Data sent to elasticsearch only after SIGTERM

Hello,

I'm using logstash to parse an XML file, split it, do some basic extraction and send results to elasticsearch. I also use kibana. All in kubernetes.

Logstash's version is 6.2.4.
Elasticsearch's version is 6.2.4.
Kibana's version is 6.2.4.

My input xml file is more than 100 000 lines and less than 300 000 lines.

My config file is :

input {
  file {
    path => "/usr/share/logstash/files/test7.xml"
    start_position => beginning
    sincedb_path => "/dev/null"
    codec => multiline
    {
      pattern => "^<\?Report .*\>"
      negate => true
      what => "previous"
      max_lines => 300000
    }
  }
}
filter {
  xml {
    store_xml => false
    source => "message"
    xpath => ["/Report/Takes/Take", "take"]
  }
  mutate {
    remove_field => [ "message" ]
  }
  split {
    field => "[take]"
  }
  xml {
    source => "take"
    store_xml => "false"
    xpath => ["/Take/CarId/text()","carId"]
    xpath => ["/Take/ModelId/text()","modelId"]
    xpath => ["/Take/ColorDetails/Mode/text()","mode"]
    xpath => ["/Take/ColorDetails/Polarisation/text()","polarisation"]
  }
}
output {
  elasticsearch {
    index => "logstash-test-xml"
    hosts => ["es-svc:25000"]
    document_type => "xmlfiles"
  }
  stdout { codec => rubydebug }
}

My xml file (simplified for the forum to only show 2 exemples of the "data" I use) looks like this :

<?xml version="1.0" standalone="yes"?>
<Report>
<ReportingTime>2018-08-07T08:15:37</ReportingTime>
<ValidityStart>2018-08-07T19:00:00</ValidityStart>
<ValidityStop>2018-09-02T22:00:00</ValidityStop>
<Takes>
  <Take>
    <CarId>S1A</CarId>
    <ModelId>164761</ModelId>
    <ColorDetails>
      <InstrumentId>Tec instrument</InstrumentId>
      <Mode>AA</Mode>
      <Swath>BB</Swath>
      <Polarisation>DV</Polarisation>
    </ColorDetails>
  </Take>
  <Take>
    <CarId>S1A</CarId>
    <ModelId>164762</ModelId>
    <ColorDetails>
      <InstrumentId>Tec instrument</InstrumentId>
      <Mode>AB</Mode>
      <Swath>DC</Swath>
      <Polarisation>DH</Polarisation>
    </ColorDetails>
    </Take>
  </Takes>
</Report>

Now the log with debug level, only the end when the big xml file is almost totally parsed. Then I wait 4 minutes because I have no data in elasticsearch and kill logstash and only after the kill my data is sent to elasticsearch:
https://pastebin.com/eViSL81t

(I had to post in pastebin due to size limit on the forum)
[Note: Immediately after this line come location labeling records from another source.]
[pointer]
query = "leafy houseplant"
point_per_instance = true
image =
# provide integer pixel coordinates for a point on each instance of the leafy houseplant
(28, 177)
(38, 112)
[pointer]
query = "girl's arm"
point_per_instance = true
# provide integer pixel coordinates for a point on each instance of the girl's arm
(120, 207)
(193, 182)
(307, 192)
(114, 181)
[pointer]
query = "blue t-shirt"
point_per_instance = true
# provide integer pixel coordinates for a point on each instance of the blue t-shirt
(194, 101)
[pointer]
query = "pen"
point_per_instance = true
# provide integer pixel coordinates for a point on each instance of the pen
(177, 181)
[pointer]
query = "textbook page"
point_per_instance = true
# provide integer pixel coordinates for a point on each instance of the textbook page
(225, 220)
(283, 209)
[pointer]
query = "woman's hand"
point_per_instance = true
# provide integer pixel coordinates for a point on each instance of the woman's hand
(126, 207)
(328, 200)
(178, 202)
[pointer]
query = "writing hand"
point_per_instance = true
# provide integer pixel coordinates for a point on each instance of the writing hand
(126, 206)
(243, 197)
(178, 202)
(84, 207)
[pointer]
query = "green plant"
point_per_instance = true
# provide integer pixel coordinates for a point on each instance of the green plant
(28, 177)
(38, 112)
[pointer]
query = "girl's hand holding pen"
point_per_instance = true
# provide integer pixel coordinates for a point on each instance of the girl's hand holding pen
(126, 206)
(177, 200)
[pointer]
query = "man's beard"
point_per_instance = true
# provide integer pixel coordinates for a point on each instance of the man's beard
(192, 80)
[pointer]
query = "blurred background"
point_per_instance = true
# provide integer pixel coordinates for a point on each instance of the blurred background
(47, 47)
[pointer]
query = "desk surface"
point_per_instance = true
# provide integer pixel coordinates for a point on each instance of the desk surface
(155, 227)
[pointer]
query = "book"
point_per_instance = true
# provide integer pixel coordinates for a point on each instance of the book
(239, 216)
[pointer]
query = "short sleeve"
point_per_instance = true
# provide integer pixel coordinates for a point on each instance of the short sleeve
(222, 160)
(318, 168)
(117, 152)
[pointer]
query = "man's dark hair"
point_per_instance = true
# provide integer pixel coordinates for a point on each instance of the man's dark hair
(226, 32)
What is wrong with my configuration ?

Thanks.

Ok I have found the issue with my configuration.

The pattern is false. I changed from :

pattern => "^<\?Report .*\>"

to :

pattern => "<\Report>"

Indeed as my xml file contains only 1 element of "Report", logstash did not find a new one and never wrote to the output until I kill it (properly ends the workers).

Solved.

This topic was automatically closed 28 days after the last reply. New replies are no longer allowed.